Someone suggested the bus. Nothing sounded safer than a Greyhound Bus to me then, the big old lumbering behemoths that used to take me from Fairhope to Mobile on a Saturday afternoon to watch a movie. I knew it was going to be a hell of a ride from Los Angeles to Lower Alabama, but I cancelled the plane tickets and went to the bus station. Neil and I looked around and the little station looked clean and all but empty. This was going to be rather nice. I'd just get off when I got weary and find a nearby motel and get on the next bus going east when I got up in the morning.

Of course the trip did not turn out to be that pat. The first bus from the clean little station took me not eastward to Mobile, but rather to the main bus terminal in Los Angeles, which was teeming with humanity, and scared humanity at that. Luckily I had lived for 14 years in Manhattan and knew how to finesse myself to the head of a line while the crowd milled around looking confused. I felt a little guilty for that, but not much.
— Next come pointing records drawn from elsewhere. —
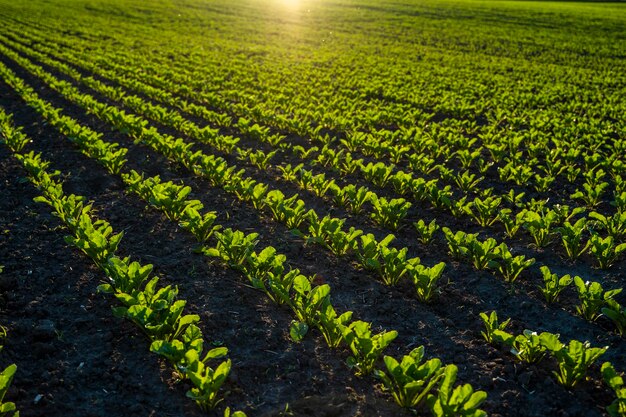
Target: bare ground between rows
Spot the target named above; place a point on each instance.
(486, 359)
(269, 371)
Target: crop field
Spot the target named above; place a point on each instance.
(312, 208)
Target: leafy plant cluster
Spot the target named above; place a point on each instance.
(573, 359)
(156, 311)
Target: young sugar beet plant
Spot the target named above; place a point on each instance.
(553, 285)
(156, 311)
(389, 213)
(573, 360)
(615, 381)
(605, 250)
(426, 231)
(6, 377)
(592, 298)
(617, 313)
(411, 380)
(365, 347)
(461, 400)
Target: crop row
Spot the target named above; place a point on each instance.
(311, 304)
(392, 264)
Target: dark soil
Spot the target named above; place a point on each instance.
(74, 358)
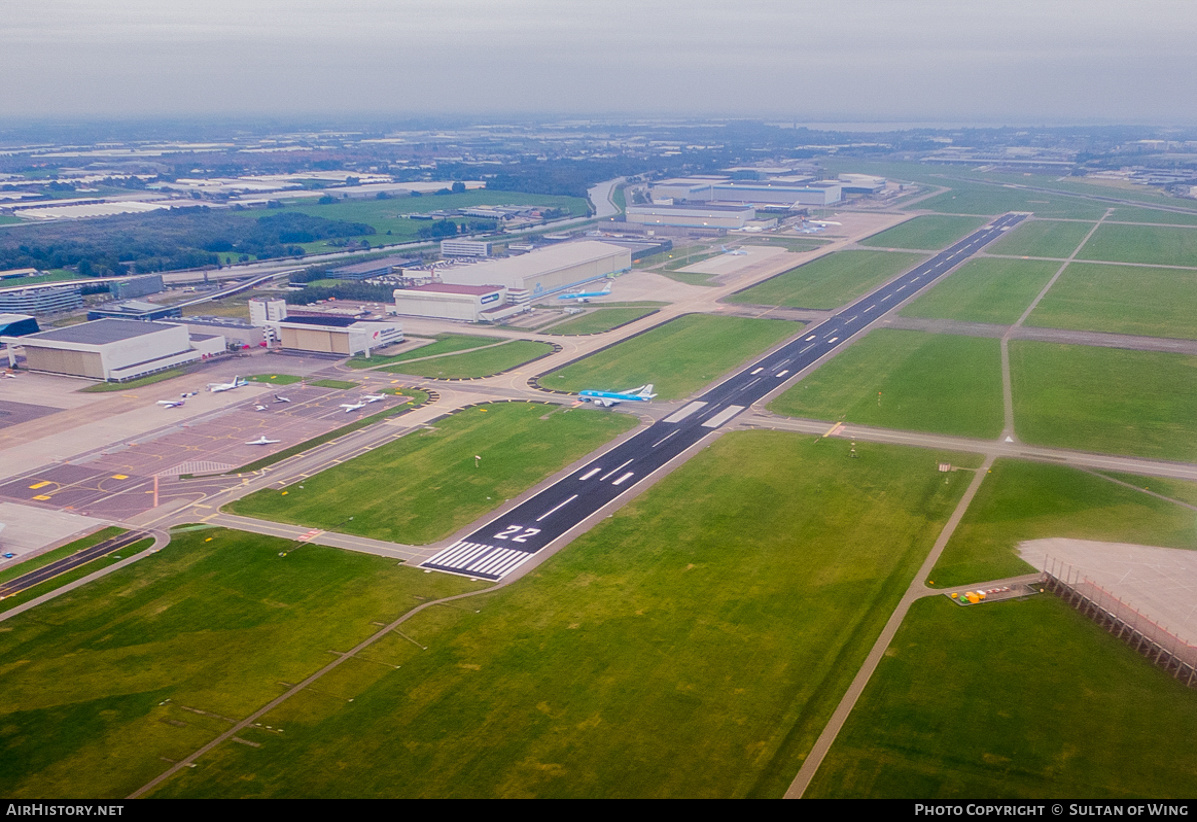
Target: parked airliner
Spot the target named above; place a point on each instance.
(607, 399)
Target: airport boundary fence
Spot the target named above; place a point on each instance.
(1124, 621)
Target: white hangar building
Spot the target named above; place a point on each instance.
(545, 272)
(110, 349)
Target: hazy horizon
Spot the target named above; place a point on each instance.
(1068, 62)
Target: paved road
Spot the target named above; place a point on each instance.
(70, 562)
(510, 540)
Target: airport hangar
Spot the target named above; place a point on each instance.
(113, 349)
(538, 274)
(332, 334)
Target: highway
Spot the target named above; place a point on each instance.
(514, 537)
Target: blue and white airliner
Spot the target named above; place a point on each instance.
(607, 399)
(587, 296)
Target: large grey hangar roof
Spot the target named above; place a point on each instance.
(99, 332)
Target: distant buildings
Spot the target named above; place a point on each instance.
(364, 271)
(42, 299)
(465, 248)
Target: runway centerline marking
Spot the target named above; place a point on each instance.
(613, 470)
(666, 437)
(548, 513)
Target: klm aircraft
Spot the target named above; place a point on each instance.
(607, 399)
(587, 296)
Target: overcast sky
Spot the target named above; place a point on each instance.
(1015, 61)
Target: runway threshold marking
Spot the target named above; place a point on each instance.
(478, 559)
(553, 510)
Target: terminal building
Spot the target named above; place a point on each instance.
(442, 300)
(548, 271)
(693, 215)
(336, 335)
(134, 309)
(111, 349)
(364, 271)
(791, 192)
(466, 248)
(42, 299)
(266, 310)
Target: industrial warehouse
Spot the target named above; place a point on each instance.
(113, 349)
(545, 272)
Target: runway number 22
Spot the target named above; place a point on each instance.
(510, 531)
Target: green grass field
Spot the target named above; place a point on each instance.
(831, 281)
(599, 321)
(976, 199)
(1130, 214)
(1041, 238)
(929, 233)
(678, 358)
(424, 486)
(906, 379)
(1105, 400)
(1160, 245)
(1015, 700)
(631, 665)
(985, 290)
(444, 343)
(103, 687)
(1123, 299)
(473, 364)
(390, 214)
(1026, 500)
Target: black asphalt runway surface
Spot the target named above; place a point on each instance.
(512, 539)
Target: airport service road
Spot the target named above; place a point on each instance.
(512, 539)
(71, 562)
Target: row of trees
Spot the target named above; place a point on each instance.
(164, 241)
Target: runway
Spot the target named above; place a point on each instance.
(512, 539)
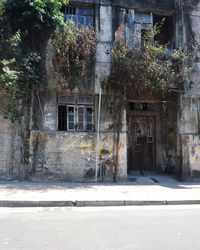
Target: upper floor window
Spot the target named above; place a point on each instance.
(75, 113)
(80, 15)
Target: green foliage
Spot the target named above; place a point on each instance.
(25, 26)
(151, 64)
(31, 16)
(74, 51)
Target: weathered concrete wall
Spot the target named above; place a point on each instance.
(71, 156)
(7, 130)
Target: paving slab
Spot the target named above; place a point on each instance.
(147, 189)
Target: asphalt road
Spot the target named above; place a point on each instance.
(111, 228)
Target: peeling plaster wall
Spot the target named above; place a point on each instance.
(7, 130)
(71, 156)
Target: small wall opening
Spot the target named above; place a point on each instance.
(166, 31)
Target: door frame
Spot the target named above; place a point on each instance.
(145, 114)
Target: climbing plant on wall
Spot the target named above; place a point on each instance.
(74, 51)
(150, 64)
(25, 27)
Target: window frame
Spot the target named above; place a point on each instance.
(71, 106)
(76, 119)
(77, 16)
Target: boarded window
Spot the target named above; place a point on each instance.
(80, 15)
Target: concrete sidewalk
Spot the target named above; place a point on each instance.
(139, 190)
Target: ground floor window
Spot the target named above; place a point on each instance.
(75, 113)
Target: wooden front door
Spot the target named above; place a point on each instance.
(141, 131)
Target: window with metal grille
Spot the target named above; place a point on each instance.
(80, 15)
(75, 113)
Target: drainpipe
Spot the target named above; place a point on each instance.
(98, 135)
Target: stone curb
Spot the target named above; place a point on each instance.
(97, 203)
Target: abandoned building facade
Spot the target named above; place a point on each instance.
(72, 133)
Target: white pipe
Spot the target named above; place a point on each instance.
(98, 136)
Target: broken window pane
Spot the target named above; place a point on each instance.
(143, 18)
(81, 121)
(71, 118)
(62, 118)
(80, 15)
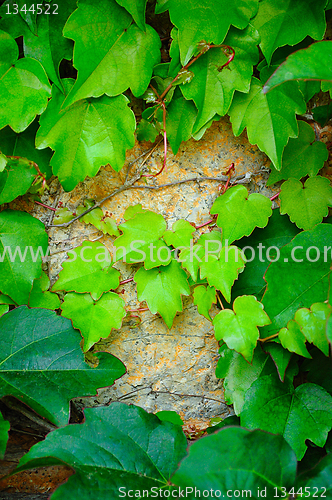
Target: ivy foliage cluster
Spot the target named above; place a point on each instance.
(68, 76)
I also had known enough to pack a small carry bag with enough stuff to get me through three nights and check the big bag straight on through to Mobile. I got a decent seat and stayed on the first miserable bus for an hour or two and got off when it got dark, at a town called Blythe on the California border. I spent the night at a really cheap hotel, compounding my anxiety with a fear of the intrusion of a rapist/murderer, as if I weren't scared enough. But all went pretty well. I wasn’t accosted in the room, and even got a little sleep. I had breakfast at daybreak at a nearby McDonald's and watched a glorious sunrise on the next bus. And so it went. A tour of the Great American West, looking at sunrises and flags flying from all the roadside businesses along the way. Once a kid in uniform got on and sat next to me. I said to him "What are we going to do?" and he said, "Make a parking lot out of 'em." Bless his heart, I thought, he has no idea.

I went through Arizona and New Mexico, and then came Texas. Neil had packed a little food for me, and a bottle of water. She lent me two books to get my mind off things. Divine Secrets of the Ya-Ya Sisterhood and The Liars' Club. Ya Ya worked best--it spoke of home, and supportive women, and an unrealistically competent heroine. I climbed into that book and stayed there the whole trip. I never did finish The Liars' Club, clearly a far better book but not matching my mood.
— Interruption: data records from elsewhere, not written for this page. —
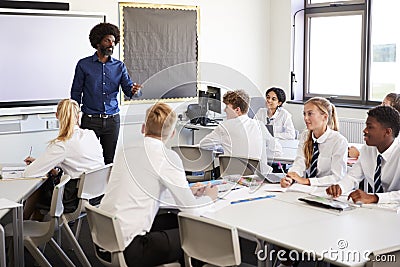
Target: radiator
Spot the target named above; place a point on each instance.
(352, 129)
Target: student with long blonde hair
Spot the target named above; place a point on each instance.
(74, 151)
(322, 152)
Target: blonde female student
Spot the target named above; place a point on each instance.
(275, 115)
(322, 152)
(74, 151)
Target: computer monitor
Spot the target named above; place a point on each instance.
(214, 98)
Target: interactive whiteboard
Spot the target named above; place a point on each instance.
(39, 53)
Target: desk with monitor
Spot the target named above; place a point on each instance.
(18, 190)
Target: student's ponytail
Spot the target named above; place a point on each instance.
(327, 108)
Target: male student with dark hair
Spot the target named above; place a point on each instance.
(378, 162)
(241, 136)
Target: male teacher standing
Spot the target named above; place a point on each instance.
(96, 86)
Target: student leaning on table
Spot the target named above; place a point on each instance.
(141, 175)
(382, 127)
(274, 114)
(322, 130)
(241, 136)
(74, 150)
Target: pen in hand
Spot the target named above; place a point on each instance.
(29, 159)
(280, 167)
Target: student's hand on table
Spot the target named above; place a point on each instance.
(286, 182)
(198, 189)
(334, 190)
(29, 160)
(353, 152)
(211, 191)
(361, 196)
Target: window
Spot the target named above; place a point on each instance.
(350, 54)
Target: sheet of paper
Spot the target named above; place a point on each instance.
(274, 188)
(302, 188)
(12, 172)
(8, 204)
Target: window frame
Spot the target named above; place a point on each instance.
(359, 7)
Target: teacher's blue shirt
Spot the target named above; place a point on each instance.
(96, 84)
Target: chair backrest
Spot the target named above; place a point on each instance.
(106, 234)
(208, 240)
(195, 158)
(56, 211)
(56, 206)
(93, 183)
(230, 165)
(255, 104)
(384, 258)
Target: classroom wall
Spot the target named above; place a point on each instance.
(251, 39)
(233, 35)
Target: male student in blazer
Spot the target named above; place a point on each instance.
(382, 128)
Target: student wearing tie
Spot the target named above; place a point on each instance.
(391, 99)
(378, 162)
(322, 152)
(141, 176)
(275, 115)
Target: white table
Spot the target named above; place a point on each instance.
(18, 190)
(292, 224)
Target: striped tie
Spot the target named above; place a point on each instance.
(314, 161)
(377, 177)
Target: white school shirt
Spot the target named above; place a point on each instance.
(141, 175)
(243, 137)
(281, 121)
(332, 159)
(82, 152)
(365, 168)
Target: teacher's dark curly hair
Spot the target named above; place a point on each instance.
(101, 30)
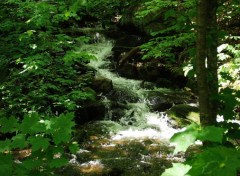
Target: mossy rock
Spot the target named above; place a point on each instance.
(184, 114)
I stayed on the bus, sleeping through Texas, rather than prolonging the trip by getting off and finding a place to stay at that point. As the bus heaved into Louisiana I did enjoy seeing familiar Southern scenery--marshes, bayous, and Spanish moss. I was getting toward home. I spent the night in a nice town, had one of the best breakfasts in my life, enhanced by the comfort of a small-town diner, with people chatting and behaving for all the world as if they were going to stay together and stay the same on into time immemorial. Being in their company made me feel everything was going to be all right. America was still small towns, contented people, and love. I think the town was Lafayette, Louisiana.  Most of it was washed away a few years later in Katrina, but those people at the breakfast restaurant are still there; I know they are.

It was a sobering trip. I was glad to be home. People wonder what has changed now that everybody is saying that the world has changed. This is it: I have. The props were knocked out from under me and I am not the same person who went to that art show and heard jazz in San Francisco. Everything I do is tinged with the memory of that tragedy and knowledge that although we survived this should not have happened, and that it happened because of mistakes our leaders had made, mistakes for which our whole country is responsible.
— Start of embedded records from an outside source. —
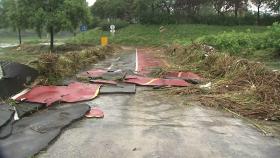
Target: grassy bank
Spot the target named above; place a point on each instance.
(150, 35)
(245, 87)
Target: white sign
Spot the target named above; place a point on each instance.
(112, 27)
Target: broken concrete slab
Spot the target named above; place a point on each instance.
(6, 114)
(146, 81)
(95, 113)
(32, 134)
(104, 74)
(187, 76)
(74, 92)
(24, 109)
(118, 89)
(14, 77)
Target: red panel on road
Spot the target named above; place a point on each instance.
(145, 81)
(94, 73)
(95, 113)
(104, 82)
(74, 92)
(183, 75)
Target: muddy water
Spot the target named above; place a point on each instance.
(151, 124)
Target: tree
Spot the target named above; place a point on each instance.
(274, 5)
(237, 5)
(259, 4)
(16, 15)
(219, 5)
(77, 13)
(57, 15)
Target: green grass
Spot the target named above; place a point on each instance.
(149, 35)
(10, 54)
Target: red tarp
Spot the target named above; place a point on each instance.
(145, 61)
(104, 82)
(183, 75)
(145, 81)
(74, 92)
(95, 113)
(94, 73)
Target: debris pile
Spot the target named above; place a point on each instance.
(232, 76)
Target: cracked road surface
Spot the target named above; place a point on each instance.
(151, 124)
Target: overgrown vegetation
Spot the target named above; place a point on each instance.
(54, 67)
(248, 88)
(214, 12)
(236, 42)
(151, 35)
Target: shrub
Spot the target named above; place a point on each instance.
(238, 42)
(105, 25)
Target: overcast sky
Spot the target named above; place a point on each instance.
(90, 2)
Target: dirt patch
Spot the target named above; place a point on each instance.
(246, 87)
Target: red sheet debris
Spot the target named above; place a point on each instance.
(94, 73)
(104, 82)
(95, 113)
(74, 92)
(145, 61)
(146, 81)
(183, 75)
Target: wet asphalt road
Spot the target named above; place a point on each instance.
(151, 124)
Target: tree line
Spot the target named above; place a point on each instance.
(183, 11)
(51, 16)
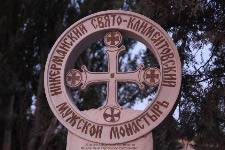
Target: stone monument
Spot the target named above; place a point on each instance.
(112, 126)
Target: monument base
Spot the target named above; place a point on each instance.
(76, 143)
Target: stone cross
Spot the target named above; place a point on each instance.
(112, 40)
(112, 126)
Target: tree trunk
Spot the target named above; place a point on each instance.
(8, 131)
(37, 123)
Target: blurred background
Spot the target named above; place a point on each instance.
(29, 28)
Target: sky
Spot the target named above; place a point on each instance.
(203, 53)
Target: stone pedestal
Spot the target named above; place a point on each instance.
(76, 143)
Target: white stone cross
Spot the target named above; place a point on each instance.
(151, 76)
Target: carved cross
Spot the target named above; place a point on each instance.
(152, 76)
(113, 76)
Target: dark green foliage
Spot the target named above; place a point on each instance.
(29, 28)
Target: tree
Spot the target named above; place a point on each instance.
(28, 29)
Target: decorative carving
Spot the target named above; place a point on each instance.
(112, 39)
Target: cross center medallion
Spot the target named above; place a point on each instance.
(113, 76)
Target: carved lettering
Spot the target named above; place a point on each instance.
(73, 119)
Unfortunately, since that day the mistakes have been compounded over and over until there is little credibility for our country and its value anywhere in the world. Politically, from the first there were those who said that we need to wage more wars--do it better, stay the course--rationalizing the original error of our ways. It sometimes seems to me that there will be no way out in my lifetime, and no hysterical behavior on anybody's part is going to change a thing.

This realization led me to another phase of my life, one in which I concentrate on my own concerns. The village that raised this child had become a place I don't recognize and I have left it for good. If I can make my own space better by doing my best, I can only hope that it will have some effect on the betterment of others. That's fair enough.